Erdogan threatened to launch an operation in Syria's Idlib region by the end of the month if Damascus fails to withdraw behind Turkish military positions. "An operation in Idlib is imminent," Erdogan told his party's legislators in Parliament on Wednesday, February 19. "We are counting down, we are making our final warnings".
Russia – the Syrian government's main ally in the nearly nine-year war – responded by saying any Turkish offensive against Syrian forces in Idlib would be the "worst scenario". "If we are talking about an operation against the legitimate authorities of the Syrian Republic and armed forces of the Syrian republic this would, of course, be the worst scenario," said Kremlin Press Secretary Dmitry Peskov, adding Russia and Turkey were staying in contact to prevent tensions escalating further.
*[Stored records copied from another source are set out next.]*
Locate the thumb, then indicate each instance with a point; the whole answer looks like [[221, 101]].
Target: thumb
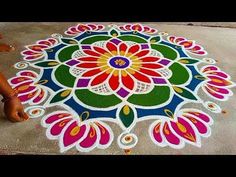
[[23, 115]]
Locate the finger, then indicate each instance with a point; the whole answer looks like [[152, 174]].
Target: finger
[[23, 115], [15, 117]]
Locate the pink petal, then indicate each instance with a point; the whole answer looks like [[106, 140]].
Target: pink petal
[[156, 133], [105, 135], [90, 138], [18, 80], [73, 133], [170, 137], [57, 128], [202, 128], [184, 129], [55, 117]]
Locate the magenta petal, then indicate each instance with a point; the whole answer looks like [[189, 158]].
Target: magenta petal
[[202, 116], [55, 117], [90, 138], [73, 133], [156, 133], [198, 124], [105, 135], [58, 127], [184, 129], [170, 137], [18, 80]]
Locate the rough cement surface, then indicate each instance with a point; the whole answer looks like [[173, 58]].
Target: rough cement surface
[[29, 137]]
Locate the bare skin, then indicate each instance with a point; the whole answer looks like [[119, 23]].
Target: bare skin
[[13, 108]]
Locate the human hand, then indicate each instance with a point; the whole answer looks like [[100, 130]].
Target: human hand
[[14, 110]]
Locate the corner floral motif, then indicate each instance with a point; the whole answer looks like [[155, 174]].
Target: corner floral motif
[[189, 45]]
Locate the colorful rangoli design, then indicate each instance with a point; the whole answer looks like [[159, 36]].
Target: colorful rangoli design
[[121, 74]]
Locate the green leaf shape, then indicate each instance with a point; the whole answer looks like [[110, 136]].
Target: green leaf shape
[[61, 96], [184, 93], [180, 74], [93, 39], [66, 53], [155, 39], [166, 51], [51, 63], [188, 61], [158, 95], [69, 41], [126, 116], [95, 100], [132, 38], [63, 76]]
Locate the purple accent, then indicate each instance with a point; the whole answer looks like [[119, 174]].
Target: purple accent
[[83, 82], [159, 80], [164, 62], [86, 47], [72, 62], [144, 46], [115, 41], [122, 92], [114, 62]]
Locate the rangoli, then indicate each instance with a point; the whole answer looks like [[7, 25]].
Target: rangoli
[[121, 74]]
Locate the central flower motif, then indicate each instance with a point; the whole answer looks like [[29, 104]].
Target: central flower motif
[[119, 62], [123, 68]]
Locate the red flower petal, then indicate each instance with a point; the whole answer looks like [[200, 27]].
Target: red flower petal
[[91, 52], [133, 49], [91, 72], [87, 65], [151, 65], [149, 59], [88, 59], [99, 79], [114, 82], [128, 81], [137, 27], [141, 77], [149, 72], [100, 50], [142, 53], [111, 47]]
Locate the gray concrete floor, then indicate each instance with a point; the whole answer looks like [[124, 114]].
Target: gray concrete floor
[[219, 39]]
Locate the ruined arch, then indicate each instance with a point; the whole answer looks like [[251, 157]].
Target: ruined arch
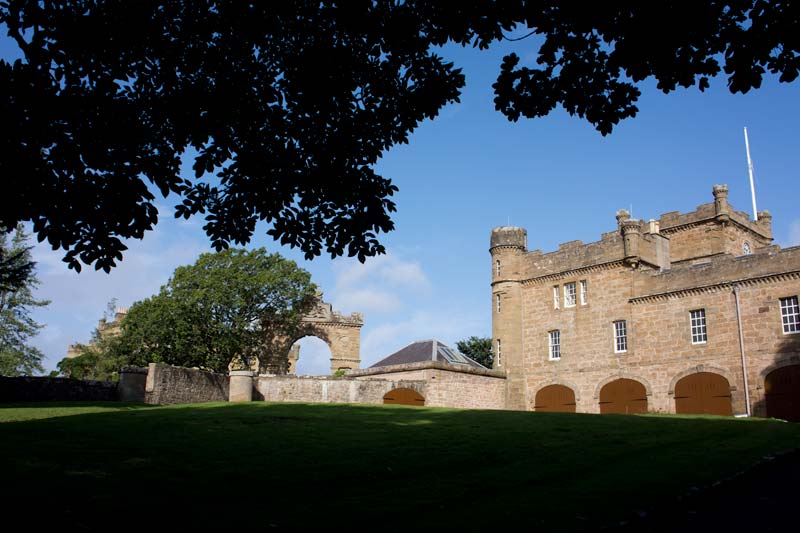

Erdogan said talks with Russia over the last remaining rebel stronghold in Syria had failed to end in agreement and warned a military operation was just a "matter of time". He said Turkey was determined to make Idlib a secure zone "no matter the cost", even as talks continue with Russia, which backs Syrian President Bashar al-Assad's forces. "We will not leave Idlib to the [Syrian] regime, which does not understand our country's determination, and to those encouraging it," said Erdogan.